Now? As smartphones became widely available, one’s social group not only expanded, but each individual could be reached by pressing one button. With friendships-made-easy social media apps like GroupMe and Instagram that enable no-lag communications and updates across oceans, the process of friend-making is comparable to products on a factory line. And the products that fail to meet production standards are the very people who don’t like your photos, who leave you on read, who take too long to respond, etc. As a result, friendships can no longer stand the trial of time. 

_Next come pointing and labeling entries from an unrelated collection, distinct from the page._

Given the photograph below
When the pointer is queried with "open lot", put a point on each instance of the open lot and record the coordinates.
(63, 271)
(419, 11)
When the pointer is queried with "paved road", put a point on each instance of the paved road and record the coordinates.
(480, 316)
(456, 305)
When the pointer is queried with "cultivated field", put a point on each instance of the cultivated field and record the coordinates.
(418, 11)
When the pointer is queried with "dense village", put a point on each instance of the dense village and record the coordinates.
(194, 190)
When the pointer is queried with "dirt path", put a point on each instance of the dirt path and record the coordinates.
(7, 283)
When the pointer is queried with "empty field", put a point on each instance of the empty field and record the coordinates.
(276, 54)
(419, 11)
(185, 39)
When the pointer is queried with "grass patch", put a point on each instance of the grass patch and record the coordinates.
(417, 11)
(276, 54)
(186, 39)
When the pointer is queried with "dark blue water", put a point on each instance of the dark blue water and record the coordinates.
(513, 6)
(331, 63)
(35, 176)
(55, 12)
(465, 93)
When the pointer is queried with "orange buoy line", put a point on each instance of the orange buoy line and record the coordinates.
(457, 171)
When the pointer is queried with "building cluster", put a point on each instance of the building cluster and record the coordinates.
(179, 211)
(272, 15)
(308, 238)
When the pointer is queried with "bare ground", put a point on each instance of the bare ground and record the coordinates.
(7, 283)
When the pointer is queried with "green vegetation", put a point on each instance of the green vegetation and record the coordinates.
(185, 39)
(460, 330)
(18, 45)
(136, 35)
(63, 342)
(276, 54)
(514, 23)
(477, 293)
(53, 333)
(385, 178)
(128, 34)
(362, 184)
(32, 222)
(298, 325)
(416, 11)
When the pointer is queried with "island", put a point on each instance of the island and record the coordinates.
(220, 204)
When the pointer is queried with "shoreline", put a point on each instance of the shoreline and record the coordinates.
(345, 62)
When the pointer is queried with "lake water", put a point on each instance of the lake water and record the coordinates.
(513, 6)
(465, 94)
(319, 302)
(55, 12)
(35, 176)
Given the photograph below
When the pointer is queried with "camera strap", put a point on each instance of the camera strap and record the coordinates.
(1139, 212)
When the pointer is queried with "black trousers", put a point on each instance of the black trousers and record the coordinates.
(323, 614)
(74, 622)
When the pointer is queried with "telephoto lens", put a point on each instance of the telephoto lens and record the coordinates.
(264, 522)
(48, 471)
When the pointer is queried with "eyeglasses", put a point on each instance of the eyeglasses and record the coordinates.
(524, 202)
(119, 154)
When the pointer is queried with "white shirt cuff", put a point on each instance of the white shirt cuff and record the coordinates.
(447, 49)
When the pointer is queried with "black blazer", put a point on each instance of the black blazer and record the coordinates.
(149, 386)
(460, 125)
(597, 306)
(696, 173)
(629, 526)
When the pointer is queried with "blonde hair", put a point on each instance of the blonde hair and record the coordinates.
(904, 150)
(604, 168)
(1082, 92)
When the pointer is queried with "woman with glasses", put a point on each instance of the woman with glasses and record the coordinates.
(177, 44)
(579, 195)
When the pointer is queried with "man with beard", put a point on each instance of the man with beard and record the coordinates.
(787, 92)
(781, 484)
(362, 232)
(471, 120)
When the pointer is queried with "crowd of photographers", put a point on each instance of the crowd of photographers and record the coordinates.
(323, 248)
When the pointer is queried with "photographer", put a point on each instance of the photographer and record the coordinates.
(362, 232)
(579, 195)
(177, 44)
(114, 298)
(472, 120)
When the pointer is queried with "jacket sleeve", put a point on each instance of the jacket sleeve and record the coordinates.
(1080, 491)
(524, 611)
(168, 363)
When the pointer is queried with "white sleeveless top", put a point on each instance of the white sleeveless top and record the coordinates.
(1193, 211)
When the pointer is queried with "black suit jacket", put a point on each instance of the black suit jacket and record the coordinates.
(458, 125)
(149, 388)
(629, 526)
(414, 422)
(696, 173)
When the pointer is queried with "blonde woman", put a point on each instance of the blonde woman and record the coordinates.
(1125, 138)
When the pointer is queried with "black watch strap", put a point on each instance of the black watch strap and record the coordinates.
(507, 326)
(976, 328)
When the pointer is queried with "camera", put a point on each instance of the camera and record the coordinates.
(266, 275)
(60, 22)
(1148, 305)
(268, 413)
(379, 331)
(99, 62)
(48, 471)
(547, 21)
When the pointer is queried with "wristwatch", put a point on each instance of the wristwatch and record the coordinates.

The same goes for romantic relationships. The era of putting in real work for a relationship and having only enough time to fall in love with a few is replaced with mass-produced romance through platforms like Tinder, Coffee meets Bagel, and the Princetonian version TigerMatch. Dating is being streamlined from a one-on-one situation to becoming an all-on-all until someone declares “exclusive.” People aren’t willing to take the time to get to know one person, because why waste your time and energy chasing that one person who might reject you, when there are so many others? If one person doesn’t work out, you’ve only got to go down the list until someone does. What then starts to develop is the habit of hooking up rather than settling down for a relationship, indirectly pushing back the age of marriage further and further.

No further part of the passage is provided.